Maria Liana Mutia

Personal information
- Born: 16 October 1998 (age 27) Raleigh, North Carolina, U.S.
- Education: Colorado State University

Sport
- Country: United States
- Sport: Para judo
- Disability class: J1
- Club: El Idrissi Judo Academy

Medal record
Para judo
Representing United States
Paralympic Games
| Silver medal – second place | 2024 Paris | U57kg |
Parapan American Games
| Silver medal – second place | 2023 Santiago | U63kg |
World Championships
| Bronze medal – third place | 2022 Baku | U63kg |
| Bronze medal – third place | 2023 Birmingham | U57kg |
Pan American Championships
| Gold medal – first place | 2020 Montreal | U63kg |
| Gold medal – first place | 2022 Edmonton | U57kg |

= Maria Liana Mutia =

American Paralympic judoka

Maria Liana Mutia (born 16 October 1998) is an American Paralympic judoka.

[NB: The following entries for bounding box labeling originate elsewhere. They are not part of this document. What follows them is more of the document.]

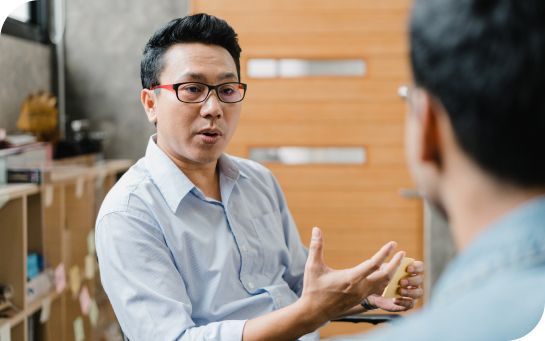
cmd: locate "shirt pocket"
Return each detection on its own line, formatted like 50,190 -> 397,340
252,211 -> 289,278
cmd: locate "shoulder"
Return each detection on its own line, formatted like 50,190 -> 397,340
97,159 -> 158,223
226,155 -> 272,177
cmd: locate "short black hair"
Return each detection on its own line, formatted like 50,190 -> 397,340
140,13 -> 242,89
410,0 -> 545,187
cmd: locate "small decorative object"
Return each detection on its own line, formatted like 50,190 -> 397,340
0,283 -> 19,318
17,91 -> 58,142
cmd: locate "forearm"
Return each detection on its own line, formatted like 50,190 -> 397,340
337,304 -> 367,318
242,299 -> 327,341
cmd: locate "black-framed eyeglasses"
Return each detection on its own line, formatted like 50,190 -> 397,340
150,82 -> 248,103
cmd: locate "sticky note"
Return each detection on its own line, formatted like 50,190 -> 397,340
0,194 -> 9,208
55,263 -> 66,294
76,177 -> 85,199
43,185 -> 53,207
89,299 -> 99,327
74,316 -> 85,341
87,230 -> 96,255
0,323 -> 11,341
40,297 -> 51,323
70,265 -> 81,297
382,257 -> 414,298
85,255 -> 96,279
79,286 -> 91,315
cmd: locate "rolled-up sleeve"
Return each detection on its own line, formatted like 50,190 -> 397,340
96,211 -> 246,341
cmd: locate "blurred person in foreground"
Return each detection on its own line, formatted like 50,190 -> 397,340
336,0 -> 545,341
96,14 -> 423,341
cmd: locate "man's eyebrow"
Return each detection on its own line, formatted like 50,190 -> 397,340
178,72 -> 238,83
178,72 -> 206,82
218,72 -> 238,81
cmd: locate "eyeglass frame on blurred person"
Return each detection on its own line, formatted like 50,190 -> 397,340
150,82 -> 248,104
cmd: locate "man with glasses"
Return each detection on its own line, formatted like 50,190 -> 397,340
96,14 -> 423,340
336,0 -> 545,341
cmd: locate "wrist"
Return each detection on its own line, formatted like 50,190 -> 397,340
293,297 -> 329,334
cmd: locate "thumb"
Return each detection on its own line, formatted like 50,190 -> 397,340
307,227 -> 324,265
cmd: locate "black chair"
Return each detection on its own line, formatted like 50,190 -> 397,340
331,314 -> 401,325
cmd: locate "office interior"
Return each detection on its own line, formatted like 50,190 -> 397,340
0,0 -> 455,340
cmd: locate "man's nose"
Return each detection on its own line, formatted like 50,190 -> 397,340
201,90 -> 223,119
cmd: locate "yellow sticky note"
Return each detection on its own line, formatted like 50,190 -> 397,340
382,257 -> 414,298
40,297 -> 51,323
70,265 -> 81,297
43,185 -> 54,207
74,316 -> 85,341
79,286 -> 91,315
0,194 -> 10,208
0,323 -> 11,341
55,263 -> 66,294
85,255 -> 96,279
76,177 -> 85,199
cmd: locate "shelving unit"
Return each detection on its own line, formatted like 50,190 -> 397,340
0,159 -> 132,341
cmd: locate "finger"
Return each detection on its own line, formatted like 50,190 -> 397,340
354,242 -> 397,277
367,251 -> 405,281
399,288 -> 424,300
399,275 -> 424,288
307,227 -> 324,265
407,260 -> 424,274
394,297 -> 415,309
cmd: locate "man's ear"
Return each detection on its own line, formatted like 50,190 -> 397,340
419,91 -> 442,169
140,89 -> 157,124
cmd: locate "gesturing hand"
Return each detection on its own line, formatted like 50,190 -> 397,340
367,261 -> 424,312
301,227 -> 405,322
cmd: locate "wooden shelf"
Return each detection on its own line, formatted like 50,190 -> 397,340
0,184 -> 40,202
0,290 -> 60,328
0,157 -> 132,341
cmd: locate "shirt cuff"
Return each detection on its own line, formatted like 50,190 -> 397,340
205,320 -> 247,341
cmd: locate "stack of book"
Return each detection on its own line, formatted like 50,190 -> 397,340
0,142 -> 52,184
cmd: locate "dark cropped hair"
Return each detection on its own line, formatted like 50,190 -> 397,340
410,0 -> 545,187
140,13 -> 241,89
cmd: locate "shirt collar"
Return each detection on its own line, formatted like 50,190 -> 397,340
434,196 -> 545,304
144,134 -> 248,212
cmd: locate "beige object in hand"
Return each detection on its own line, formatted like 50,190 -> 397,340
382,257 -> 414,298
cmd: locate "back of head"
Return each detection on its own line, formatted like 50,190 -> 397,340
410,0 -> 545,188
140,13 -> 241,89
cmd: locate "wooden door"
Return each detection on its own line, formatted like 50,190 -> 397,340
191,0 -> 423,336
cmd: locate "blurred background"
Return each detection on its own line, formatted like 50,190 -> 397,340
0,0 -> 454,341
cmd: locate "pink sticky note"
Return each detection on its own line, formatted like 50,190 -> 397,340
79,286 -> 91,315
55,263 -> 66,294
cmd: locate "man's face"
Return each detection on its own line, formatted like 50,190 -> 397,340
148,43 -> 241,166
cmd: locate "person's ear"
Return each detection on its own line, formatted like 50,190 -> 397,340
418,90 -> 442,169
140,89 -> 157,124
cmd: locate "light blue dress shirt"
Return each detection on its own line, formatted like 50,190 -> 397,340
339,197 -> 545,341
96,137 -> 319,341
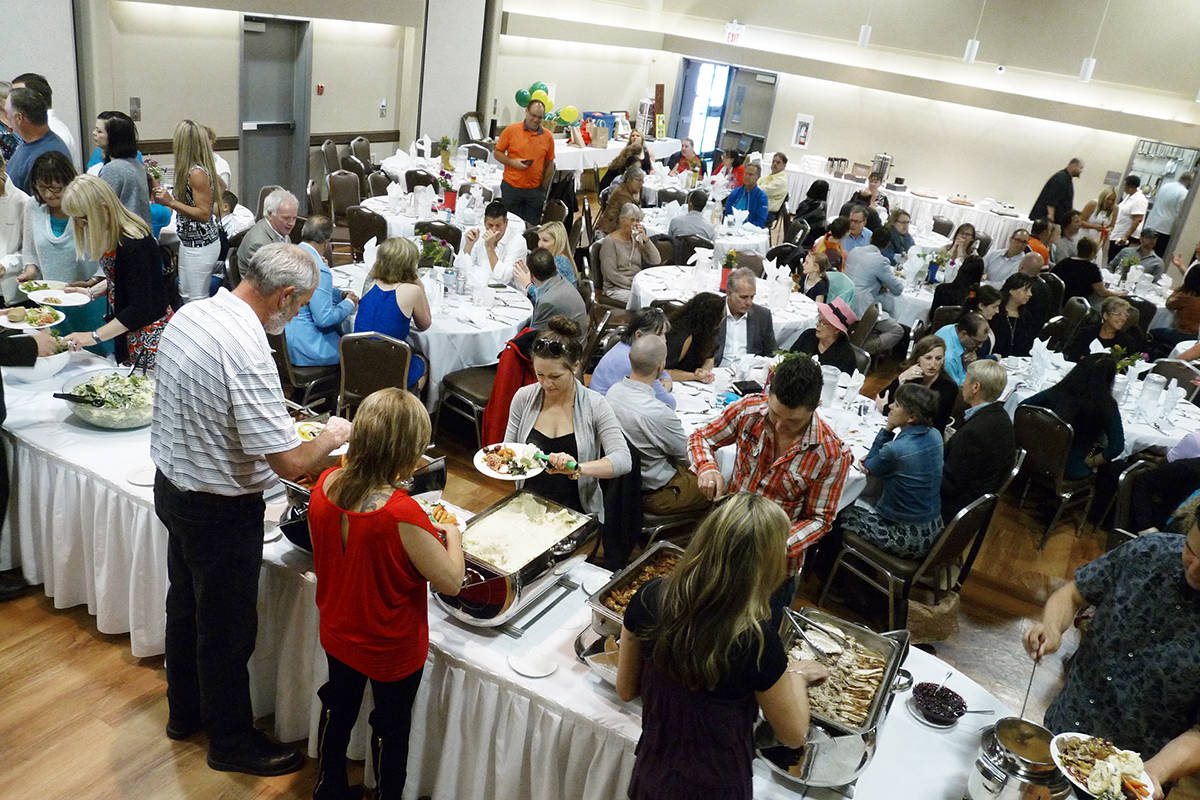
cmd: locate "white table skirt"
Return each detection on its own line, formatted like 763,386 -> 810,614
251,520 -> 1009,800
787,167 -> 1031,247
625,266 -> 817,350
0,353 -> 167,657
334,264 -> 533,411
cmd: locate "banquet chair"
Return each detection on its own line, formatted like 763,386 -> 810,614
305,179 -> 325,217
1037,272 -> 1067,317
346,205 -> 388,261
342,154 -> 371,197
266,332 -> 341,408
817,494 -> 997,631
320,139 -> 342,178
404,169 -> 436,192
337,331 -> 421,420
659,188 -> 688,205
367,169 -> 391,197
413,219 -> 462,253
676,234 -> 714,264
254,184 -> 283,219
976,234 -> 991,258
1013,405 -> 1096,549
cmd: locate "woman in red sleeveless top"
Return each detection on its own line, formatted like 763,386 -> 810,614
308,389 -> 463,800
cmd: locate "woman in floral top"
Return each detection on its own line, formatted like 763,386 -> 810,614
62,175 -> 173,369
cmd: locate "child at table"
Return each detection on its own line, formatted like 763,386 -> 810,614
308,387 -> 464,800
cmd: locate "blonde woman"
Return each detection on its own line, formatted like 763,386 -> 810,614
154,120 -> 221,302
538,222 -> 580,285
62,175 -> 173,369
617,493 -> 828,800
354,236 -> 433,387
308,389 -> 464,800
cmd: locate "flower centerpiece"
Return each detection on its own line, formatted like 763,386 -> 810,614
420,234 -> 454,266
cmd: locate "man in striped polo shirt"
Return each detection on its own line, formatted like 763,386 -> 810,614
150,243 -> 350,775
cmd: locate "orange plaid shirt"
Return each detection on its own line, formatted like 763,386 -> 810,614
688,395 -> 854,575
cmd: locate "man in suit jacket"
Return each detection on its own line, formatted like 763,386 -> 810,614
0,330 -> 58,602
713,266 -> 775,366
238,188 -> 300,281
942,359 -> 1016,523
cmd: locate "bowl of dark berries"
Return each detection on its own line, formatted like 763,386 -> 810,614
912,681 -> 967,724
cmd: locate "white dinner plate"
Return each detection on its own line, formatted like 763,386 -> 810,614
295,420 -> 350,456
29,289 -> 91,308
472,441 -> 546,481
0,308 -> 66,331
1050,730 -> 1154,798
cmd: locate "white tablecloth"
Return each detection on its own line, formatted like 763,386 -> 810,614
251,515 -> 1009,800
334,264 -> 533,411
787,167 -> 1030,247
0,353 -> 167,657
1004,356 -> 1200,458
625,266 -> 817,350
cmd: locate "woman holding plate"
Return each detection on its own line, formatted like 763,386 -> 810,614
62,175 -> 174,369
504,314 -> 632,522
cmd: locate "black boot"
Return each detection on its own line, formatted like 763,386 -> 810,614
312,703 -> 362,800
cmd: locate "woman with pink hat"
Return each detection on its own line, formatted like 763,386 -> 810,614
792,297 -> 858,375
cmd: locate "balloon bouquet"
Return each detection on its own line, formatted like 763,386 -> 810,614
516,80 -> 582,127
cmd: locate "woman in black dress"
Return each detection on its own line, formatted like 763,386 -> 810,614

She is a two-time Pan American champion, Parapan American Games silver medalist and a two-time World bronze medalist. She competed in the 2020 Summer Paralympics in Tokyo. In 2024 Summer Paralympics Mutia won Silver in the Women's U57kg J1 category.

Mutia lives and works in Philadelphia as a software analyst.